Valued at $11.33 per ARC Healthcare share, the deal entails a 14% premium to its closing stock price on May 30. As per the deal terms, shareholders of ARC Healthcare can either opt to receive 0.1688 Ventas shares, based upon a negotiated Ventas stock price of $67.13 or $11.33 in cash for each ARC Healthcare common share they have.
However, this cash part of the consideration is capped at 10% of ARC Healthcare’s outstanding common stock. Following the deal closure, the shareholders of ARC Healthcare are expected to hold 8% of Ventas’s 321 million outstanding shares.
Expected to close in the fourth quarter of this year, the deal already got the nod from the boards of both companies and is now subject to the consent of ARC Healthcare shareholders as well as customary closing conditions.
In addition to this deal, Ventas disclosed that it would purchase 29 independent living seniors housing communities from Holiday Retirement in Canada for $980 million Canadian dollars (approximately $900 million) in cash.
Expected to close in the third quarter, this Holiday portfolio is currently 90% occupied with margins of around 50% in high-growth markets (in terms of average income and senior population growth rates).
According to Ventas’ projections, the deals would be immediately accretive to the company’s 2015 normalized funds from operations (FFO) by no less than 10 cents per share.

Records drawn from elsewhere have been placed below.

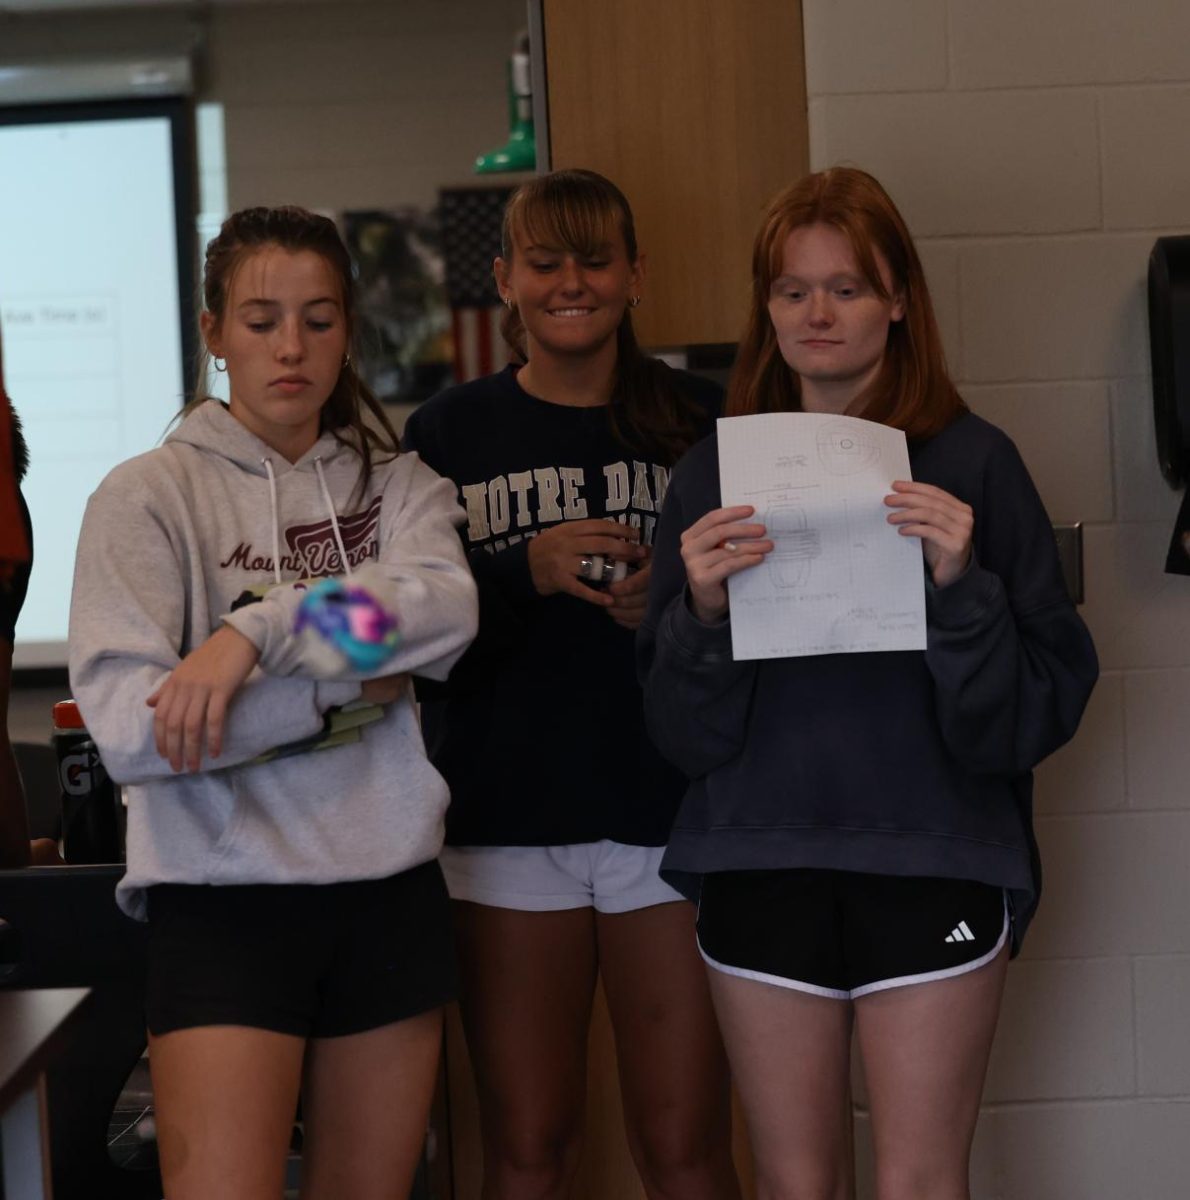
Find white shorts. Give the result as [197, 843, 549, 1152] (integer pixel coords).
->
[438, 841, 685, 914]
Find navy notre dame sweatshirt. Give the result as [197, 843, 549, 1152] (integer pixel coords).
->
[404, 363, 720, 847]
[637, 412, 1098, 949]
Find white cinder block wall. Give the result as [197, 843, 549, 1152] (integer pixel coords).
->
[802, 2, 1190, 1196]
[0, 0, 524, 215]
[203, 0, 527, 214]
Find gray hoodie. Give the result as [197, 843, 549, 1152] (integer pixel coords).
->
[69, 401, 478, 918]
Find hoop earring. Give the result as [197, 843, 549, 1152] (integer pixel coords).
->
[502, 295, 514, 309]
[213, 357, 227, 373]
[628, 296, 641, 308]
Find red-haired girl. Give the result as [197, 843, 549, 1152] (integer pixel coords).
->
[640, 168, 1098, 1200]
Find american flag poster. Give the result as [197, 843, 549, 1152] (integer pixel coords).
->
[439, 184, 516, 383]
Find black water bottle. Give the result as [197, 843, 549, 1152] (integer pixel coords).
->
[53, 700, 121, 864]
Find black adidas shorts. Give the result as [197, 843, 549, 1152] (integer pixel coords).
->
[145, 861, 457, 1038]
[696, 868, 1007, 1000]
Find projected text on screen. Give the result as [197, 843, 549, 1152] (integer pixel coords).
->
[0, 111, 186, 667]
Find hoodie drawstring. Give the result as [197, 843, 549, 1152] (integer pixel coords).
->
[262, 458, 283, 585]
[314, 456, 353, 577]
[260, 455, 353, 580]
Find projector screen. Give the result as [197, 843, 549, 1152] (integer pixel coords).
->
[0, 98, 196, 669]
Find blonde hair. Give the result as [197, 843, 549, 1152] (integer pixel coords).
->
[500, 169, 704, 464]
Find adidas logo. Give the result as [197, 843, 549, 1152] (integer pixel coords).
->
[945, 921, 975, 944]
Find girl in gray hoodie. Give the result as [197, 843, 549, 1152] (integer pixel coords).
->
[69, 206, 477, 1200]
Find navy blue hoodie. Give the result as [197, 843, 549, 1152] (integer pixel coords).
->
[637, 412, 1098, 949]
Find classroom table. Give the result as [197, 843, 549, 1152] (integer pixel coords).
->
[0, 988, 89, 1200]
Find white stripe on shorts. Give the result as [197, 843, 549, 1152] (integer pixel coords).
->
[698, 894, 1009, 1002]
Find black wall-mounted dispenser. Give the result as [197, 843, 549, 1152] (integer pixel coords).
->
[1148, 235, 1190, 488]
[1149, 235, 1190, 574]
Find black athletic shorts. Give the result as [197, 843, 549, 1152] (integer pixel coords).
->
[696, 868, 1008, 1000]
[145, 861, 457, 1038]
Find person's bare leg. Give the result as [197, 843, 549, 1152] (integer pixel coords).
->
[299, 1008, 443, 1200]
[855, 945, 1008, 1200]
[148, 1025, 304, 1200]
[707, 969, 852, 1200]
[454, 901, 599, 1200]
[597, 902, 740, 1199]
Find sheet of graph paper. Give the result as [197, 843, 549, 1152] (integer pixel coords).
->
[717, 413, 926, 660]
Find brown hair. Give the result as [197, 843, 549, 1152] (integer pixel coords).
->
[500, 169, 704, 464]
[190, 206, 399, 484]
[728, 167, 965, 439]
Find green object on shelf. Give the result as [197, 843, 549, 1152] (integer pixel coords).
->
[475, 38, 536, 175]
[475, 124, 536, 174]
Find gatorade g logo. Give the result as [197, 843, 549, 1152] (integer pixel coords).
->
[60, 746, 108, 797]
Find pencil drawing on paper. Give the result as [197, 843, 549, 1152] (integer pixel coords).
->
[717, 411, 926, 660]
[766, 504, 823, 588]
[817, 421, 882, 475]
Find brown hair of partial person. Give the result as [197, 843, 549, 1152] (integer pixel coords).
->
[499, 169, 705, 464]
[728, 167, 966, 439]
[187, 206, 400, 483]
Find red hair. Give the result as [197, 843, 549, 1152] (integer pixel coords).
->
[727, 167, 964, 439]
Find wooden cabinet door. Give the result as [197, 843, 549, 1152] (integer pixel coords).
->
[541, 0, 809, 348]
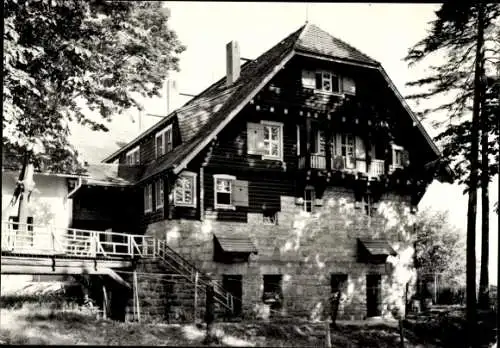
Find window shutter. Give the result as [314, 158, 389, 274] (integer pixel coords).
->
[232, 180, 249, 207]
[342, 76, 356, 94]
[247, 123, 265, 155]
[301, 70, 316, 88]
[355, 136, 365, 160]
[315, 72, 322, 89]
[402, 150, 410, 167]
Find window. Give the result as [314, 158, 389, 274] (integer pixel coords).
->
[263, 208, 279, 225]
[261, 121, 283, 160]
[315, 70, 340, 93]
[247, 121, 283, 161]
[214, 174, 236, 210]
[304, 186, 315, 213]
[174, 172, 197, 207]
[125, 146, 140, 165]
[155, 124, 173, 158]
[155, 178, 164, 209]
[392, 144, 404, 169]
[263, 275, 283, 306]
[341, 133, 356, 169]
[144, 184, 153, 212]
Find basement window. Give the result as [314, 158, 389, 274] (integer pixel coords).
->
[262, 275, 283, 307]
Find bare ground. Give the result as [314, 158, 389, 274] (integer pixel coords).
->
[0, 304, 440, 347]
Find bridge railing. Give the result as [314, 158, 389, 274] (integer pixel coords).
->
[1, 220, 234, 314]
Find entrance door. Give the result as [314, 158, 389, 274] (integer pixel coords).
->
[366, 274, 382, 317]
[222, 275, 242, 318]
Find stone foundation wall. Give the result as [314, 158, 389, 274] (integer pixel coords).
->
[146, 186, 417, 320]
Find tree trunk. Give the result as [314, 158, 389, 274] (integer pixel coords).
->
[16, 153, 35, 235]
[478, 72, 489, 310]
[466, 4, 485, 347]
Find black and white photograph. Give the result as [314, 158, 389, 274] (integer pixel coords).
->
[1, 2, 499, 347]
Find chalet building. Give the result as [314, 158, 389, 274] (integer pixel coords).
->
[76, 23, 450, 320]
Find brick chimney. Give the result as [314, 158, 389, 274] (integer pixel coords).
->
[226, 41, 240, 86]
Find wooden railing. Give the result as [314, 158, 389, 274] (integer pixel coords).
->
[298, 155, 386, 177]
[369, 159, 385, 177]
[1, 221, 234, 313]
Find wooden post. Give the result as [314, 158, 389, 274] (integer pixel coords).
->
[102, 284, 108, 319]
[133, 271, 141, 322]
[434, 273, 437, 305]
[194, 271, 199, 322]
[325, 320, 332, 348]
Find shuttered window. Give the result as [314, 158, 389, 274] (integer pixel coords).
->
[214, 174, 236, 210]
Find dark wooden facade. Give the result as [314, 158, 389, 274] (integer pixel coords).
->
[132, 55, 430, 230]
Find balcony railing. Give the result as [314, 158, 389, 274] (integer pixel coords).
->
[298, 155, 386, 177]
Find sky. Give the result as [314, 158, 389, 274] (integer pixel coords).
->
[70, 2, 499, 284]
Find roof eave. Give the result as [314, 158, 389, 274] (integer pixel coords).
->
[376, 66, 441, 159]
[294, 49, 380, 69]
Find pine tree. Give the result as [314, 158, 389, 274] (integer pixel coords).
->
[404, 3, 500, 346]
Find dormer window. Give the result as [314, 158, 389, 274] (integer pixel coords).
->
[156, 124, 173, 158]
[126, 146, 140, 165]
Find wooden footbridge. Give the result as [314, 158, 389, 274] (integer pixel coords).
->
[1, 221, 234, 314]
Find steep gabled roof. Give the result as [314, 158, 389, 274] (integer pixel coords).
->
[104, 22, 442, 184]
[295, 24, 379, 65]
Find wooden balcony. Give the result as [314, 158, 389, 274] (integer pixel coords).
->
[298, 155, 386, 178]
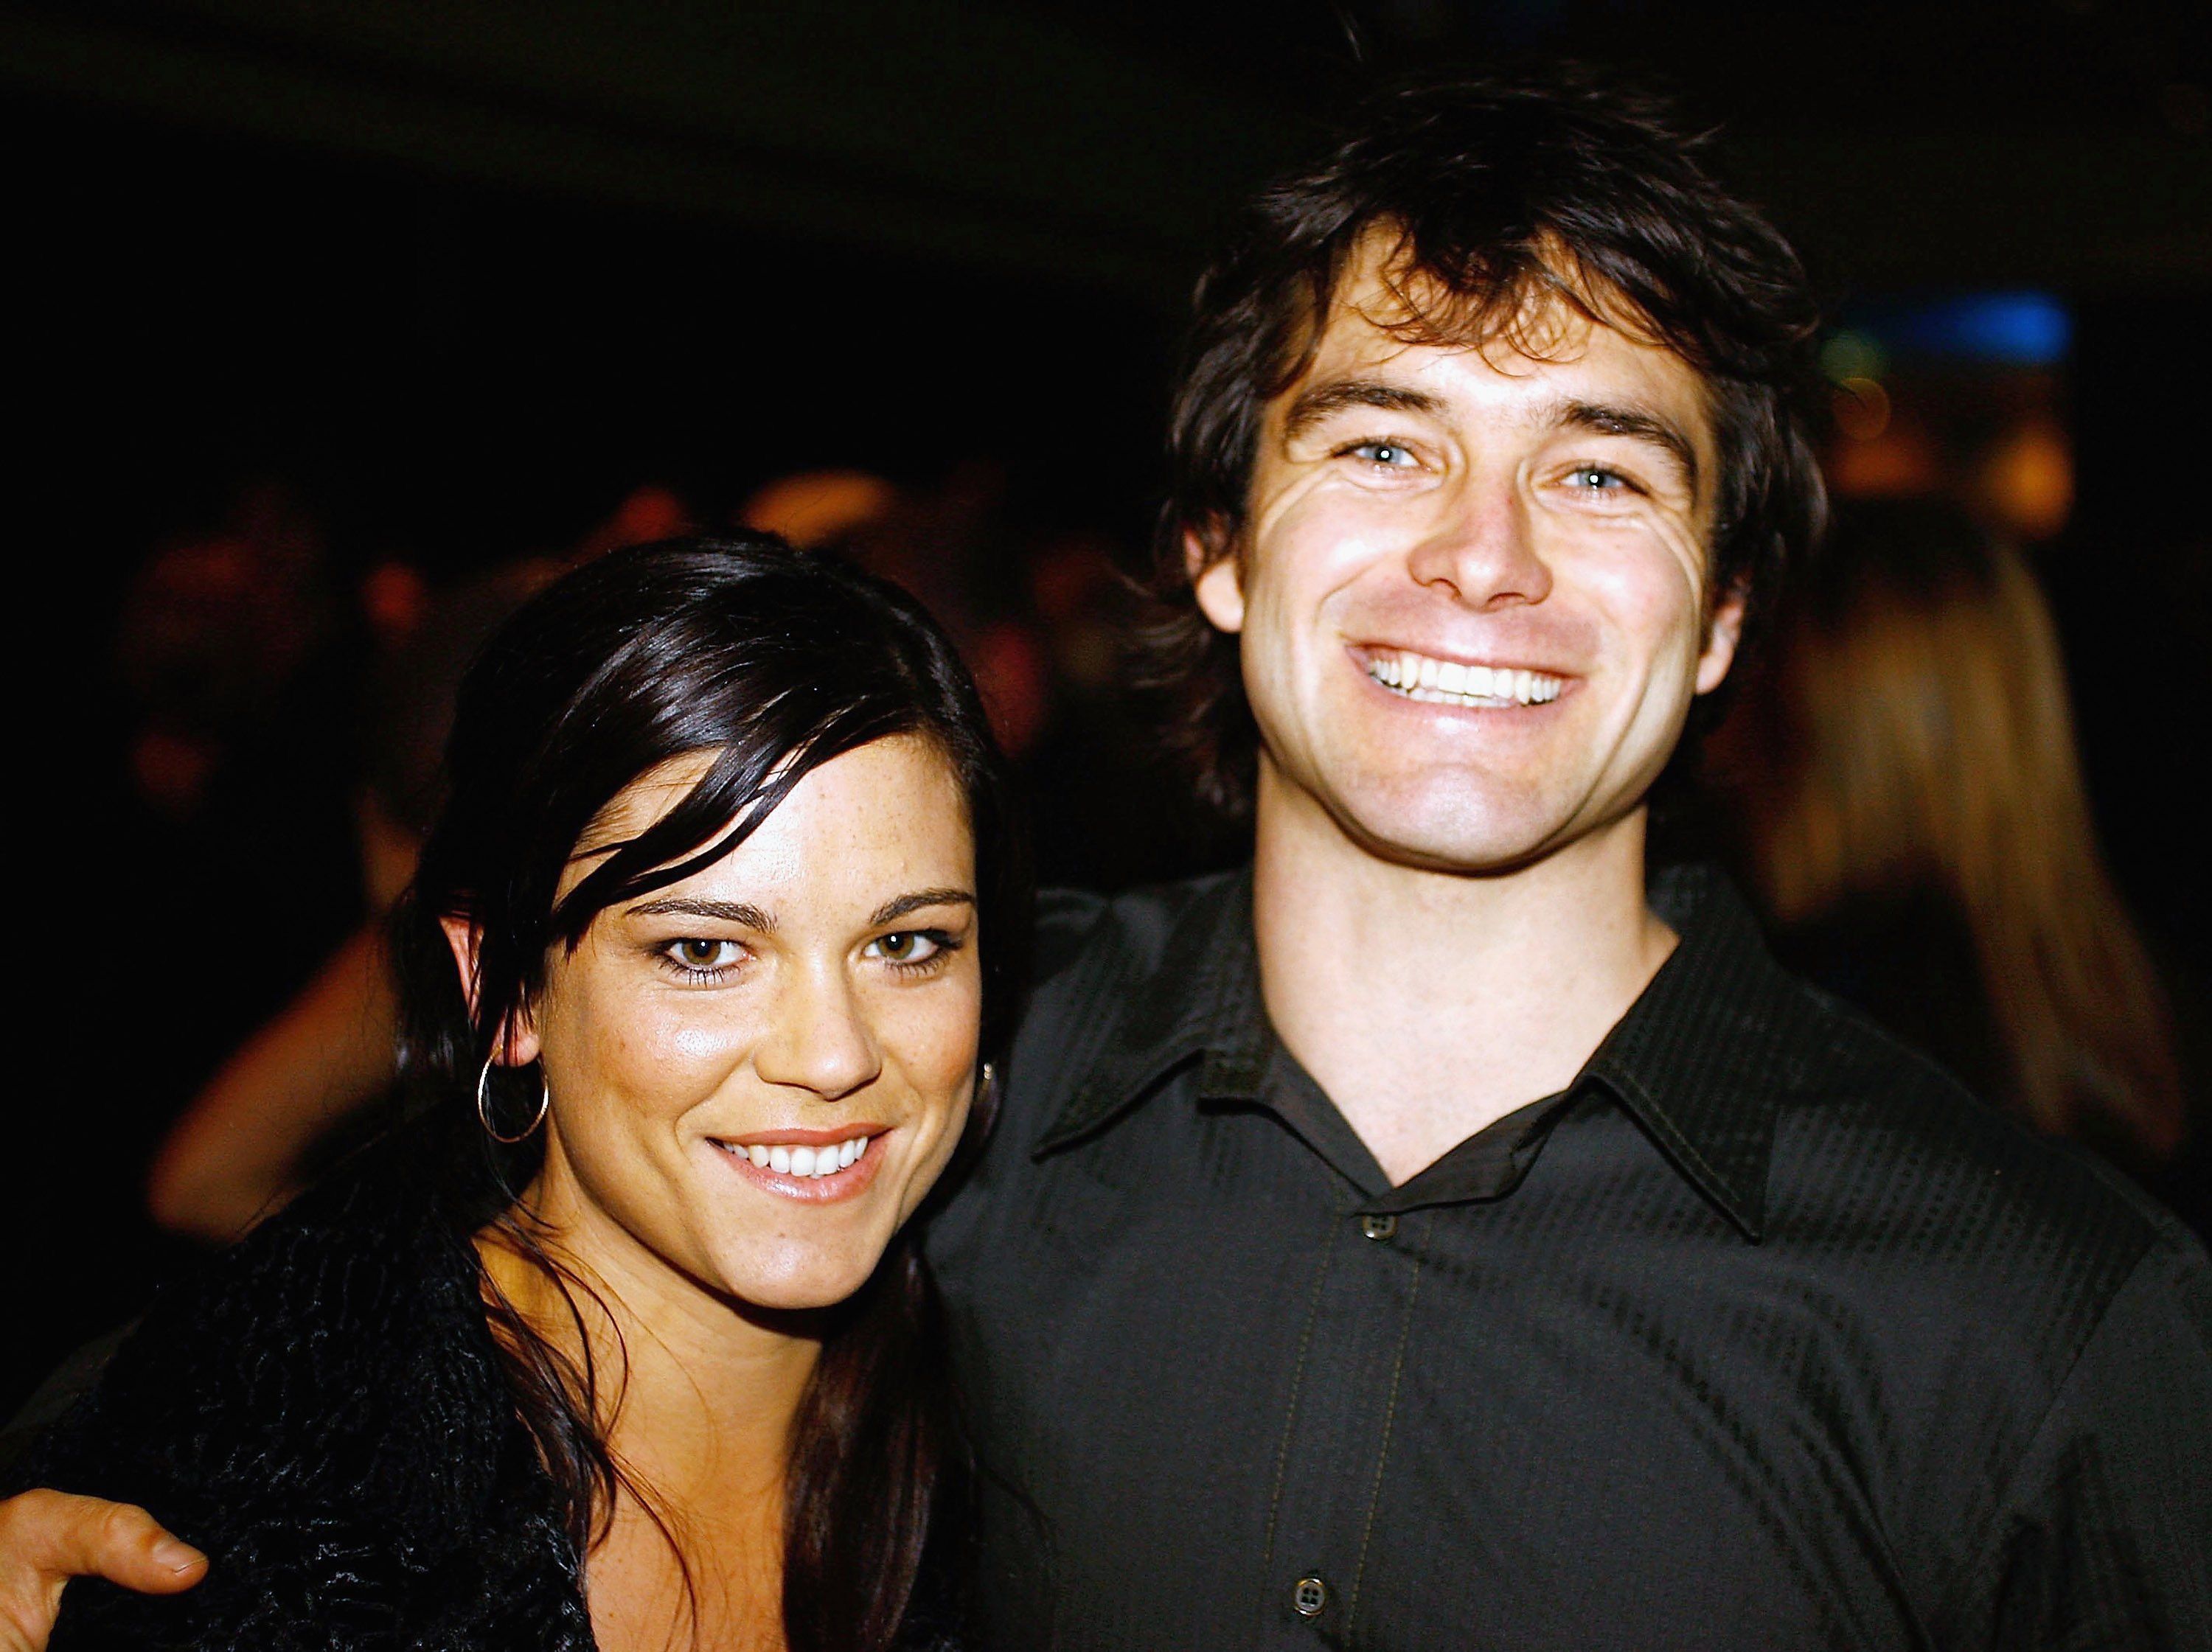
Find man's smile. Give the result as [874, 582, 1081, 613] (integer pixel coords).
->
[1349, 643, 1570, 709]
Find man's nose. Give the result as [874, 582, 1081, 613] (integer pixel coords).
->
[754, 964, 883, 1103]
[1404, 478, 1553, 609]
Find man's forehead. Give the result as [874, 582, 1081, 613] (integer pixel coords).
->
[1304, 247, 1673, 379]
[1279, 245, 1716, 454]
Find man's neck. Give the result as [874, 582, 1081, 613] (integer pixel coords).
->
[1251, 782, 1676, 1186]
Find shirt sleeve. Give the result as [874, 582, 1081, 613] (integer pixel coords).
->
[1955, 1224, 2212, 1650]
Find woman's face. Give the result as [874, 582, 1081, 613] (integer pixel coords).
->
[495, 733, 983, 1313]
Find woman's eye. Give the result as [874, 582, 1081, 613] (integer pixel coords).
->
[869, 931, 940, 965]
[664, 938, 743, 976]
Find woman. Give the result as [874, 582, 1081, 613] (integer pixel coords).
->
[8, 535, 1026, 1650]
[1707, 497, 2185, 1166]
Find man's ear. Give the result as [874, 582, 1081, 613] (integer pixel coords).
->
[1694, 586, 1748, 697]
[438, 915, 541, 1065]
[1186, 527, 1247, 635]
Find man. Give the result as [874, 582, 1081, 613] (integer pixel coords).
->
[7, 72, 2211, 1651]
[924, 72, 2211, 1648]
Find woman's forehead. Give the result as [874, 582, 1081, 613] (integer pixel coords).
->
[575, 748, 725, 858]
[566, 734, 970, 882]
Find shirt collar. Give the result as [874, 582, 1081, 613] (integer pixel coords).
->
[1036, 862, 1801, 1241]
[1580, 862, 1801, 1241]
[1032, 869, 1262, 1157]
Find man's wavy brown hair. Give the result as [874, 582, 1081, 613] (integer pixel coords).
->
[1136, 68, 1829, 821]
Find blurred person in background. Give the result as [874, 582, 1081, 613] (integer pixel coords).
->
[1706, 498, 2191, 1182]
[112, 480, 366, 1098]
[1018, 529, 1229, 888]
[116, 481, 341, 828]
[145, 560, 560, 1241]
[742, 465, 1053, 764]
[744, 469, 1210, 887]
[145, 484, 693, 1242]
[15, 478, 371, 1409]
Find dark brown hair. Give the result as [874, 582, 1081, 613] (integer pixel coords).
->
[393, 536, 1027, 1650]
[1141, 67, 1829, 819]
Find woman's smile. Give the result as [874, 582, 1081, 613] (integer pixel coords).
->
[706, 1126, 889, 1201]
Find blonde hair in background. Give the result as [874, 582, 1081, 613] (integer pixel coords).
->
[1751, 499, 2184, 1158]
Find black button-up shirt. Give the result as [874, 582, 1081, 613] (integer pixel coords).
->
[925, 865, 2212, 1651]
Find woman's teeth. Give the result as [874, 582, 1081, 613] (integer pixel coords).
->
[1366, 651, 1562, 706]
[732, 1136, 870, 1178]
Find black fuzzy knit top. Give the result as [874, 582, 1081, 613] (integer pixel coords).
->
[16, 1132, 960, 1651]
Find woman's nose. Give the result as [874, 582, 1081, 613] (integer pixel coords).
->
[752, 966, 883, 1102]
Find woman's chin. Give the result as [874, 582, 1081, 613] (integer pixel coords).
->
[698, 1241, 888, 1317]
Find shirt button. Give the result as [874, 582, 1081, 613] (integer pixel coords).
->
[1360, 1213, 1397, 1241]
[1292, 1575, 1329, 1617]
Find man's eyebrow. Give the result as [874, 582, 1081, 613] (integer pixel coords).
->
[624, 896, 776, 930]
[1556, 398, 1702, 495]
[870, 889, 976, 928]
[1281, 377, 1445, 441]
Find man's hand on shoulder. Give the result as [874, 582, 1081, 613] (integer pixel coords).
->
[0, 1491, 204, 1651]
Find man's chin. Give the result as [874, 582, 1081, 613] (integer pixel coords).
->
[1319, 787, 1576, 878]
[1256, 752, 1613, 875]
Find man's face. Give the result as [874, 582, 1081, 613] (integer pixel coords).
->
[1194, 253, 1742, 874]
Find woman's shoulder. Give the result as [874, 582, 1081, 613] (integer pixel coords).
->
[24, 1126, 592, 1650]
[66, 1129, 489, 1468]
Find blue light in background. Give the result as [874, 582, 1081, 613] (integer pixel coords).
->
[1840, 293, 2072, 367]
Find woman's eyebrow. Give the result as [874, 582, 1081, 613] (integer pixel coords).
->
[625, 896, 776, 931]
[870, 889, 977, 927]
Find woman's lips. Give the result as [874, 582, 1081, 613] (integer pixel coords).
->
[708, 1128, 888, 1203]
[728, 1125, 888, 1149]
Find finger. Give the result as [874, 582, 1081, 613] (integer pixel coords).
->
[4, 1491, 208, 1592]
[74, 1497, 208, 1593]
[0, 1491, 206, 1652]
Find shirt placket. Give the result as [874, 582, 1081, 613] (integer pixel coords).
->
[1250, 1203, 1427, 1648]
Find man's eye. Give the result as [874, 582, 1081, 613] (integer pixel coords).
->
[1567, 465, 1634, 492]
[868, 931, 947, 967]
[1347, 440, 1419, 469]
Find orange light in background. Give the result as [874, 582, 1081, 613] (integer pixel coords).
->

For Ventas, both the deals would add feathers to its already strong presence in the healthcare REIT sector. Particularly, these are in sync with the company’s strategy of focusing on its private pay properties, and strengthening its MOB footprint as well as international existence.
For ARC Healthcare, which was incorporated in 2010 and got listed recently, the move essentially completes the circle within the public, non-traded REIT scope. This company, which acquired premium healthcare real estate assets between 2011 and 2013, now offers its shareholders the opportunity to benefit from Ventas’ scale and drive value.
Shares of ARC Healthcare were up 9.65% during the regular trading session on the NASDAQ. On the other hand, though Ventas shares moved down 2.80% during the regular session on the NYSE yesterday, in the after-hours trading the stock regained 1.25%.
Ventas currently sports a Zacks Rank #3 (Hold). Investors interested in the REIT industry may consider stocks like Parkway Properties Inc. (PKY - Snapshot Report) and Terreno Realty Corp. (TRNO - Snapshot Report). Both these stocks carry a Zacks Rank #1 (Strong Buy).
Note: FFO, a widely used metric to gauge the performance of REITs, is obtained after adding depreciation and amortization and other non-cash expenses to net income.